A real time study of the coupled electrochemical and mechanical behaviors of the spinel cathodes in LIBs

Abstract

Spinel cathode materials have great application prospects in lithium batteries (LIBs) due to their characteristics of abundant raw materials, simple preparation processes, and cobalt-free nature. During the electrochemical cycles, the specific capacity of the electrodes decreases significantly due to the dissolution of excess metal ions and mechanical degradation, which hinder their further application and development. Here, a bending curvature measurement system (BCMS) was designed to simultaneously measure the mechanical properties of the spinel cathodes during the electrochemical reaction.
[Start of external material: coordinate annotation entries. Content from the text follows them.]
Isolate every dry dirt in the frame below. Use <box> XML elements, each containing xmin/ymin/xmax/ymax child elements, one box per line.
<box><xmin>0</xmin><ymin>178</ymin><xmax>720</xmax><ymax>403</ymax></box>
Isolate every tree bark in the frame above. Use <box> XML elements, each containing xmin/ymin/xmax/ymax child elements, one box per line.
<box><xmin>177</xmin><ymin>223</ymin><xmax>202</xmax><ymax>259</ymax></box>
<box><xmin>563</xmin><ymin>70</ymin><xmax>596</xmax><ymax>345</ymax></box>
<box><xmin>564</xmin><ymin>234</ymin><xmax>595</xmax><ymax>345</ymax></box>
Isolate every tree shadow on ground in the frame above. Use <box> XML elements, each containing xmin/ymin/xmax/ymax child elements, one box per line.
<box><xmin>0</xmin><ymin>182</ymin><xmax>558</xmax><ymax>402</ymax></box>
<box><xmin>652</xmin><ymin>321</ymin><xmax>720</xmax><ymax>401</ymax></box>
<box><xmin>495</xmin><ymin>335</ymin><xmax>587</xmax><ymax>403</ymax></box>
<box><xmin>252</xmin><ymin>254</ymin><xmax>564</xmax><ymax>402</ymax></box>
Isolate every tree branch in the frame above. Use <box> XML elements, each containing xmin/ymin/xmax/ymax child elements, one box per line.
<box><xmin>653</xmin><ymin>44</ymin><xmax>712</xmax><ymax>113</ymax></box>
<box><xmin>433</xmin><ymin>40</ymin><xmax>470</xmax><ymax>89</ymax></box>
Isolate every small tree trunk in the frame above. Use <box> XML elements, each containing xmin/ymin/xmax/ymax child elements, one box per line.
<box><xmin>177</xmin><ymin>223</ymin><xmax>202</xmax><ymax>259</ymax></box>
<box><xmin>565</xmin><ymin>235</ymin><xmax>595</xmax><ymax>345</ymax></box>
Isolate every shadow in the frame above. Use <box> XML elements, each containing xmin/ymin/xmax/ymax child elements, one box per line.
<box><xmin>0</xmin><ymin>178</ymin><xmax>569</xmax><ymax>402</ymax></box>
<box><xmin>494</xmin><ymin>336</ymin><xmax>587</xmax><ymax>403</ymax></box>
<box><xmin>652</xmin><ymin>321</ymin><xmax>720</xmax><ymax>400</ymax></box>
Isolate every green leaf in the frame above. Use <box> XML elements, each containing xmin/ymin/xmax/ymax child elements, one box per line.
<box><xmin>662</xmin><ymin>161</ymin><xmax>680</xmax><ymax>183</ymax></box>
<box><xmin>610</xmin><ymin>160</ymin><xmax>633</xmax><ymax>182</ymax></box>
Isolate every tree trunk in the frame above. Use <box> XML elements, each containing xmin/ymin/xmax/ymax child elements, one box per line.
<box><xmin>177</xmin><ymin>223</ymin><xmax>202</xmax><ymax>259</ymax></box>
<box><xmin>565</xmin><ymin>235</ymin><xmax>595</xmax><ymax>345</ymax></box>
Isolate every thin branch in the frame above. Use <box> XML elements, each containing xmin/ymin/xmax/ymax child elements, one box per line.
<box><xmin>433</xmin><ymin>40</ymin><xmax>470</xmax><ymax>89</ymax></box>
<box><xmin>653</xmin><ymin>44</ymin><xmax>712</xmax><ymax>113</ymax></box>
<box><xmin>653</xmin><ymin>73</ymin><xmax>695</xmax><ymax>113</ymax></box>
Three types of cathodes were chosen as the working cathode, and the coupled mechanical and electrochemical properties were analyzed to understand their degradation mechanism. During cycling, a hysteresis loop is observed for the curvature, modulus, plain strain, and stress, where LiMn₂O₄ (LMO) has the largest loop for the mechanical response while the LiNi_0.5Mn_1.5O₄@Al₂O₃ (LNMO@Al) one has the smallest loop. Besides, the changing trend of LNMO@Al is the smallest in multiple cycles and it shows the more stable mechanical properties. This study shows from in situ mechanical measurements that the mechanical properties can greatly affect the electrochemical performance of the cathodes. These findings could offer new insights into the understanding of the electrochemical performance degradation in the spinel cathodes and can help develop strategies to enhance the performance of LIBs.